Open RorschachChen opened 1 year ago
Thanks for the comment!
I think refool transforms a clean target-class sample into a poisoned sample. Line 209 explicitly selects target-class samples.
But I do see your point. I think for refool, the poisoning rate argument poison_rate
shall not use 0.1. Otherwise, for datasets like CIFAR-10 that have 10 classes, the actual poisoning rate on the target class will be 100% (as the target class has 1/10 samples of the whole dataset). I would suggest to change argument poison_rate
to a smaller value, e.g., 0.01, which is 10% of the target-class samples (for CIFAR-10).
Let me know if this addresses your concern.
Thanks for so fast response, okay, I know that clean-label style.
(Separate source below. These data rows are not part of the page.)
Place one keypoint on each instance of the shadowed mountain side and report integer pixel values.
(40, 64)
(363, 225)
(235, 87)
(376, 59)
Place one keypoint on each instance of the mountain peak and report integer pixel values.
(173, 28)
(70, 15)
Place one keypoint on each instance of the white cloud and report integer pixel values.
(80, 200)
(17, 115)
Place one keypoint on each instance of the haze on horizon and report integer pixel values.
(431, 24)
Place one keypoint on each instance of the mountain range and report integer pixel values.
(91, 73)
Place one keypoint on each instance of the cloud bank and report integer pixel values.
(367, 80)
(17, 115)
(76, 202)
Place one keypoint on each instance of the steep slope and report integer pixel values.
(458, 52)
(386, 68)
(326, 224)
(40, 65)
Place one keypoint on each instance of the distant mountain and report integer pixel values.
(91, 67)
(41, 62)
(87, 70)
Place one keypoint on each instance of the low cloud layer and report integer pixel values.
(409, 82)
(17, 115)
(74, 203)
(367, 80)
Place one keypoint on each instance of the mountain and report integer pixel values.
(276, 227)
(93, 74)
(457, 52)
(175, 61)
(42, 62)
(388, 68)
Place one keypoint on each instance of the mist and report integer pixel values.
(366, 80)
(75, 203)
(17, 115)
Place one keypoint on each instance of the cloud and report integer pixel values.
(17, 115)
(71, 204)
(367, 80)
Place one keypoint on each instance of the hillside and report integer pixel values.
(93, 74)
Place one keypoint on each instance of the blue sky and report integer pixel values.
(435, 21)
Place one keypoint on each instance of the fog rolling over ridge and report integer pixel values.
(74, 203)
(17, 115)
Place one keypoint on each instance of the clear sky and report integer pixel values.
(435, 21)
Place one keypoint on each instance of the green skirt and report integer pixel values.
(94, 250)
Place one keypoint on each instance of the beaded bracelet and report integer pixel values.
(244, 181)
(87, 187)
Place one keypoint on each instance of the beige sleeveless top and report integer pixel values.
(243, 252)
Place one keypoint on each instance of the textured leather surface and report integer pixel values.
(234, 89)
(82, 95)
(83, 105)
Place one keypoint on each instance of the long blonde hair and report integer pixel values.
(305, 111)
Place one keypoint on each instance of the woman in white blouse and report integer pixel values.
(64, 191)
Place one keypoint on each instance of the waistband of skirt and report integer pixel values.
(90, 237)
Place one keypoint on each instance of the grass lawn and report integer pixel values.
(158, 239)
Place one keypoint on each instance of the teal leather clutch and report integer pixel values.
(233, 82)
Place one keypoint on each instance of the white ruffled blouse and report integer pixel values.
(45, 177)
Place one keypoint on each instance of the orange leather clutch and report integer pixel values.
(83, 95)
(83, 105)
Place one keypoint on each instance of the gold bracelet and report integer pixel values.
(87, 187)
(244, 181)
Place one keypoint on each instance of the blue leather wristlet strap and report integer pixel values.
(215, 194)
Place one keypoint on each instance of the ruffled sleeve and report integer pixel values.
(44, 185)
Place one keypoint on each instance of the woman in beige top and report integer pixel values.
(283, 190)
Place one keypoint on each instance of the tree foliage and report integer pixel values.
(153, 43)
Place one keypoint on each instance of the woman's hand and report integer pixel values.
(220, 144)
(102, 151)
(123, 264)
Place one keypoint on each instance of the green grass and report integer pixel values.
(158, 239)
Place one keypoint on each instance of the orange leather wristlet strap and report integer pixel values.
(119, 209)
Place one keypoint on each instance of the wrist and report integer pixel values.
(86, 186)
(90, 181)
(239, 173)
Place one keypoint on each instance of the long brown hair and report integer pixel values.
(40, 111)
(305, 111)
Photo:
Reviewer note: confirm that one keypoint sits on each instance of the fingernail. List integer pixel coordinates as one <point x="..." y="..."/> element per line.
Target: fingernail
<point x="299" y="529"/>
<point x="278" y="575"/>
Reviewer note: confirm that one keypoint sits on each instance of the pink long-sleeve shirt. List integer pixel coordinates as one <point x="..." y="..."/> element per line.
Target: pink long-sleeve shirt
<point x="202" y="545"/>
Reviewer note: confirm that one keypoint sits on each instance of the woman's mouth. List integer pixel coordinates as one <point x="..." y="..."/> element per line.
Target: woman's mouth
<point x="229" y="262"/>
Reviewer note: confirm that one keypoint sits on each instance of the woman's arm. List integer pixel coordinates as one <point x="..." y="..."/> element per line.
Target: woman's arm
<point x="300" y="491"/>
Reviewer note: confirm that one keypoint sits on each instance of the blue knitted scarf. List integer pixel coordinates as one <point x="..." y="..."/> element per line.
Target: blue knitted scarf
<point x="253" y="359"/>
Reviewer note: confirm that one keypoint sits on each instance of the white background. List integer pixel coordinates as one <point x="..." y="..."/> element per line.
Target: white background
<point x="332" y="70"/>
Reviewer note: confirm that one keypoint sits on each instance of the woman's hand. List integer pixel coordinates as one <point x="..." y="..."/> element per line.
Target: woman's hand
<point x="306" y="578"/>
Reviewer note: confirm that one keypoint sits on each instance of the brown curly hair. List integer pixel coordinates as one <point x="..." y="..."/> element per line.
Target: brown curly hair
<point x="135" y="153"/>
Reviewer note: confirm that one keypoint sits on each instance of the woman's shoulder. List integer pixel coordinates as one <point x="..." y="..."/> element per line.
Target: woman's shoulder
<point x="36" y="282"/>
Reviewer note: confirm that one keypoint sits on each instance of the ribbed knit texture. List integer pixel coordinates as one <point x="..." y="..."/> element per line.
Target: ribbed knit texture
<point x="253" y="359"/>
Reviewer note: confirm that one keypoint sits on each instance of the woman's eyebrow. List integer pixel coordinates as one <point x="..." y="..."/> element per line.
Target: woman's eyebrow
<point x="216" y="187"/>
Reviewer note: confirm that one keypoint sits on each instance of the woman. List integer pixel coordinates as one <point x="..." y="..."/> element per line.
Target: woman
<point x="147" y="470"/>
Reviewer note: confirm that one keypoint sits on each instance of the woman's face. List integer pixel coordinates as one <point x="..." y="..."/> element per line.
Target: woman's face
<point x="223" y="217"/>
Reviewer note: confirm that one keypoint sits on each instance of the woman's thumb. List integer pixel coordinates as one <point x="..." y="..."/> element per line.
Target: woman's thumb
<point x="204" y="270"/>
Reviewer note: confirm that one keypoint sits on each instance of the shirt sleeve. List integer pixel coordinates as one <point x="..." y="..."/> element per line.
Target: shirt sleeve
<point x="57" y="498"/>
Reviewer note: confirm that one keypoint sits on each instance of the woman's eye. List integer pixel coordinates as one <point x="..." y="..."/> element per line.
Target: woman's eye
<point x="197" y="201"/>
But I still think the poisoned indices could be determined before iterating the dataloader, since I am currently test my defense work which isolates poisoned samples. Let me know if you want me to close the issue, it's okay.
Yes, it would probably be more transparent for controlling the samples for poisoning if the indices are determined beforehand.
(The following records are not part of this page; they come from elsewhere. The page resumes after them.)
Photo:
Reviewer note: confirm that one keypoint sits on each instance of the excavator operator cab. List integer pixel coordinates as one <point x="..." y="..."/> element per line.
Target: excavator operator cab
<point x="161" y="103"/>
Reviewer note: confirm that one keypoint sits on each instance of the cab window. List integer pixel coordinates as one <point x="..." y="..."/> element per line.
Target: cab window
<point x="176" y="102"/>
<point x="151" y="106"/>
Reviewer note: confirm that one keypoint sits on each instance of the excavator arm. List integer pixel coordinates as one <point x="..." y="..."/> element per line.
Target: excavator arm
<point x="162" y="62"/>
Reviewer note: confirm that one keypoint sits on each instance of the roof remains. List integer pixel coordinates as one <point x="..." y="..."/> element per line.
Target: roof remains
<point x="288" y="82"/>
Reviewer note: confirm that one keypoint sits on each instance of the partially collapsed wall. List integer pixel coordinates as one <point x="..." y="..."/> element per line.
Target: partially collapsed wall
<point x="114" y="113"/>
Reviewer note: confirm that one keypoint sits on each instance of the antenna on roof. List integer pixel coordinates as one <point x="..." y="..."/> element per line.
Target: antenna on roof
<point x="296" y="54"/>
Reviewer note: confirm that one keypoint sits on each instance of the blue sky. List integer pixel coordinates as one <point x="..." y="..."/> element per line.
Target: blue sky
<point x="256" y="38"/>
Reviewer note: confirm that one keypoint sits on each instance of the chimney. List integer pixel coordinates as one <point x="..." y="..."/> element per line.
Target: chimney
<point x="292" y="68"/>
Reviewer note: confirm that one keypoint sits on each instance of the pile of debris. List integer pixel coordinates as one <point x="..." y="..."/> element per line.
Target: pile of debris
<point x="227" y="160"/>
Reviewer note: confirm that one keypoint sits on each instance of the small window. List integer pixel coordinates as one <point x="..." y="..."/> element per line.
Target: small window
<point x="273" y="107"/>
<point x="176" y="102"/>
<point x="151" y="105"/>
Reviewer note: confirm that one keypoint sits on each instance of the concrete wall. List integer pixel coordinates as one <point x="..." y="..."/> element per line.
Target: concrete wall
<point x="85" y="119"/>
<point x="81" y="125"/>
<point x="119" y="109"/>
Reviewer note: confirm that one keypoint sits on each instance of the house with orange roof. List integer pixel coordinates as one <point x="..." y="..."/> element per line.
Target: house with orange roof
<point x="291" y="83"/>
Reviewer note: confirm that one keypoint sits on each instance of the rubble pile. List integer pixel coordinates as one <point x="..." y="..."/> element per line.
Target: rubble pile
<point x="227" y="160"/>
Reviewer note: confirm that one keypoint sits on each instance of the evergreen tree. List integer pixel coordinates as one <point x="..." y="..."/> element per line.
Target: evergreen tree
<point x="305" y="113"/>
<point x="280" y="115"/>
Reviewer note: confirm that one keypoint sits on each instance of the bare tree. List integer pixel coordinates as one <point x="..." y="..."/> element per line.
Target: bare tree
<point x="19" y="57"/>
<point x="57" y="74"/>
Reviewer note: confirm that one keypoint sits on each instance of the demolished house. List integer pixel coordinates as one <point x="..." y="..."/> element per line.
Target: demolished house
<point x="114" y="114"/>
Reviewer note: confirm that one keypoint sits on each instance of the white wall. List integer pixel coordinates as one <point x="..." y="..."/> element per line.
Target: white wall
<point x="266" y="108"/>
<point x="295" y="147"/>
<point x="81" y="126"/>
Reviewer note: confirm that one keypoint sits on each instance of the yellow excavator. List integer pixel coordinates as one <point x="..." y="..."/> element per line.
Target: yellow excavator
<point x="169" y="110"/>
Thanks for the suggestion! I will take a look at how to incorporate this.
in line 205-207, I think for attack like refool. The logic of the current implementation is for front n_poison samples, randomly find a non-target sample and make it become a poisoned sample by adding triggers. Actually, when randomly selecting clean sample from other classes, till the end of the training, every clean sample can be transformed into a poisoned sample, so the actual poison rate could be 100%. By deactivate this, I find the ASR of refool_smooth and refool_ghost, the current version ASR could be 100%, while after I modify these lines, the ASR is around 90%, I think it is reasonable. If you have question, we can discuss.